Dense, calcified plaque is thought to be more stable and less likely to rupture, which is the event that triggers most heart attacks. Softer, less calcified plaque is more vulnerable. This means two people with identical Agatston scores can have meaningfully different risk profiles depending on whether their plaque is large and diffuse or small and dense. The standard Agatston score doesn’t separate these components, though newer research suggests that reporting volume and density individually improves risk prediction. Most routine scan reports still use the Agatston score alone, but this is an area where interpretation is evolving.

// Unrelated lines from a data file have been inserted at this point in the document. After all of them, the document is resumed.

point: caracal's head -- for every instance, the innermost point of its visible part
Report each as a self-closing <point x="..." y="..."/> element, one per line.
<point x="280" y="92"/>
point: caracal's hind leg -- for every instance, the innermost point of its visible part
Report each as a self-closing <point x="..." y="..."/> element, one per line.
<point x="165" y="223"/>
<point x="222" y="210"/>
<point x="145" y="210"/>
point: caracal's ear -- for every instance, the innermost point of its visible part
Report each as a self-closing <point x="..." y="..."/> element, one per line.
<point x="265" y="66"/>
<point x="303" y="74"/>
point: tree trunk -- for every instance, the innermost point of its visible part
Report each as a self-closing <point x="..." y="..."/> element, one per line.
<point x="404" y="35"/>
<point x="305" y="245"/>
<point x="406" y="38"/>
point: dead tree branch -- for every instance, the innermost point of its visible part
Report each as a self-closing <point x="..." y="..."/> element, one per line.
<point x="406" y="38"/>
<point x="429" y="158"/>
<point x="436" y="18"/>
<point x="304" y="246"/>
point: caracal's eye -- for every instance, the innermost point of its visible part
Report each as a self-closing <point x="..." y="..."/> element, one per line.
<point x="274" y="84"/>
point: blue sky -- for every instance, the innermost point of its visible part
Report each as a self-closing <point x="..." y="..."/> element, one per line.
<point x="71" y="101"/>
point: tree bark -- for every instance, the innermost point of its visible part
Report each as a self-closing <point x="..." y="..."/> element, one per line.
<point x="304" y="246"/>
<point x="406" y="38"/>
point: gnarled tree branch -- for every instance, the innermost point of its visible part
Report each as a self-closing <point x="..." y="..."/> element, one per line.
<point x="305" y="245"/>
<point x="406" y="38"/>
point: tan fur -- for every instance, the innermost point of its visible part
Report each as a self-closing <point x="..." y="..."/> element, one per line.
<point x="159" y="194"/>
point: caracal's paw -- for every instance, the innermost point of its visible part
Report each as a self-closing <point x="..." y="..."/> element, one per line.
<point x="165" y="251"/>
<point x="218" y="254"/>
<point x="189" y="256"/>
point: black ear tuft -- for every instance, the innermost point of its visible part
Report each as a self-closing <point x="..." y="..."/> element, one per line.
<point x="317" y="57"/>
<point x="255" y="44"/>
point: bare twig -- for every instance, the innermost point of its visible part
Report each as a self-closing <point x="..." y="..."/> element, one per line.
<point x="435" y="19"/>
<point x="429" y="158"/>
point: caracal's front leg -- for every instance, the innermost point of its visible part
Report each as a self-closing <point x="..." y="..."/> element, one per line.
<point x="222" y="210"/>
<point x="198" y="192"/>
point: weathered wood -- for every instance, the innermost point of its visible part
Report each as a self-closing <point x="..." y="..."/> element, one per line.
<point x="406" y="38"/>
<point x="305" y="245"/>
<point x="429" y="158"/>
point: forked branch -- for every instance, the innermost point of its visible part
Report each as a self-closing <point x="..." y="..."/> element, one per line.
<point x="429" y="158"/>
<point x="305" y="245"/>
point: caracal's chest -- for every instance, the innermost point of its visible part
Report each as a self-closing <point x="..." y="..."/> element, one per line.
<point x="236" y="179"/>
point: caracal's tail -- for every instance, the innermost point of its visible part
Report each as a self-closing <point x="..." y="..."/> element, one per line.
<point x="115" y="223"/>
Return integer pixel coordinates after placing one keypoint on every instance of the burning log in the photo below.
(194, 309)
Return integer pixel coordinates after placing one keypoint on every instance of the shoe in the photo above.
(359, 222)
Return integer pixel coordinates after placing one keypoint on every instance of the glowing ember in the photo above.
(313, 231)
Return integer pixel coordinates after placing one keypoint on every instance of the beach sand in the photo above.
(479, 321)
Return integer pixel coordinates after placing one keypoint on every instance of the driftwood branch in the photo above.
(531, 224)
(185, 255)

Who Should Get a Calcium Score
Calcium scoring is most useful for people at borderline or intermediate 10-year cardiovascular risk, typically estimated at 5 to 20%. These are people where the decision to start preventive medication could go either way. A zero score can provide reassurance and a reason to hold off on statins. A high score can provide the motivation to start treatment aggressively.
The test is less useful at the extremes. If you’re already at high risk due to very high cholesterol, diabetes, or a prior cardiovascular event, you’ll likely need treatment regardless of your calcium score. If you’re young with no risk factors, the test is unlikely to show anything actionable. The scan involves a small amount of radiation (comparable to a mammogram) and typically costs $75 to $300 out of pocket, since many insurance plans don’t cover it for screening purposes.